Intelligence tranchante, sincérité douloureuse, virtuosité de l’écriture : le récit familial, selon Viet Thanh Nguyen, relève du grand art. Remarquable.

Rares sont les livres dans lesquels la forme se confond avec le mouvement même de l’histoire. Entendez par là : de la grande Histoire (avec ses pyrotechnies de napalm, ses colonisations, ses souvenirs mal cicatrisés) tout autant que des histoires individuelles : maison de famille, dîner, travail, amours.

L’auteur du Sympathisant et du Dévoué ne « tisse » pas le récit de la famille des Nguyen, pas plus qu’il ne « tire le fil » des événements. Certes, sa naissance en 1971 au Vietnam, l’arrivée comme réfugiés aux États-Unis après la chute de Saïgon, la vie à San José, la prospérité des parents, l’entrée à l’Université, les obstacles sur le chemin de l’écriture, les dernières années de la mère, tout cela est bel et bien présent, fournissant la trame, le tissu comme on voudra.

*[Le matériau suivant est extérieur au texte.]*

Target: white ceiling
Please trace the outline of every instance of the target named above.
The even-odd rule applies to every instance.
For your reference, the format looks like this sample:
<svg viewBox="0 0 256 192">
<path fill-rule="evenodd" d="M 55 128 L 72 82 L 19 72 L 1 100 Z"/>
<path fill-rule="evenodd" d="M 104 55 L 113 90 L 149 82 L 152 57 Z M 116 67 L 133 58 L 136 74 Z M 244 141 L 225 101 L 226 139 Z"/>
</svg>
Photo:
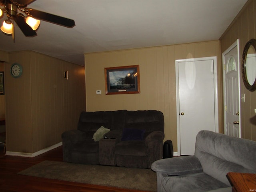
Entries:
<svg viewBox="0 0 256 192">
<path fill-rule="evenodd" d="M 247 0 L 37 0 L 28 7 L 76 26 L 41 21 L 38 35 L 26 37 L 15 24 L 15 43 L 0 32 L 0 50 L 32 50 L 84 65 L 85 53 L 216 40 Z"/>
</svg>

Mais ce n’est pas un livre de tisserand que Viet Thanh Nguyen a composé. Ou « re-composé » pour employer un terme qu’il affectionne, puisque, autant, voire plus que les souvenirs bruts, c’est le regard porté sur ceux-ci ou sur leur absence qui importe : livre de mémoire, L’Homme aux deux visages s’écrit aussi, et peut-être surtout, à la marge de la mémoire. Dans cet espace en retrait que permettent, justement, les retraits de certains paragraphes, la disposition de certains blocs de textes, qui donnent à percevoir les mouvements de la conscience revenant sur elle-même. Et ce sont d’ailleurs ces jeux d’équilibrage et de déséquilibrage du texte et de ses masses qui suggèrent la métaphore la plus adaptée au livre : non pas, donc, le tissage, mais l’équivalent d’un mouvement géologique. D’un déplacement.

Car, pour raconter cette « vie à la fois ordinaire et épique », ainsi qu’il le dira de sa mère, cette vie qui fut celle de ses parents, mais aussi la sienne, Viet Thanh Nguyen procède par glissements perpétuels, grandes coulées ou petits bonds. Ainsi se succèdent, ou plutôt, comme devant un paysage animé de mouvements telluriques, ainsi voit-on passer, le Vietnam au prisme du cinéma américain (Apocalypse Now, Les Bérets verts), les ajustements complexes du puzzle des minorités sur le territoire américain, le quotidien à San José, entre l’épicerie parentale, la bibliothèque publique et la maison, ou encore le long, le difficile, le douloureux forage de soi par l’écriture.

Seule cette façon de progresser pouvait rendre justice à ces destins de déplacés. « Déplacés », pas seulement au regard de l’Histoire, mais, aussi, dans la langue ou dans les représentations (Viet Thanh Nguyen écrit avec une pénétration impitoyable sur le façonnage des stéréotypes asiatiques dans la culture américaine). Et le mouvement s’amplifie jusqu’au vertige, le déplacement se faisant oscillation lorsque Viet Thanh Nguyen brouille la distinction entre colonisateurs et colonisés. Ou retournement lorsqu’il se dresse, accusateur, (et ce, sans ambages : l’intelligence subtile n’interdit pas la colère), contre l’Amérique fauteuse de guerre et d’extermination.

Viet Thanh Nguyen, L’Homme aux deux visages. Une mémoire, une histoire, un mémorial, traduit de l’anglais (Etats-Unis) par Clément Baude, Belfond, 320 p., 22€.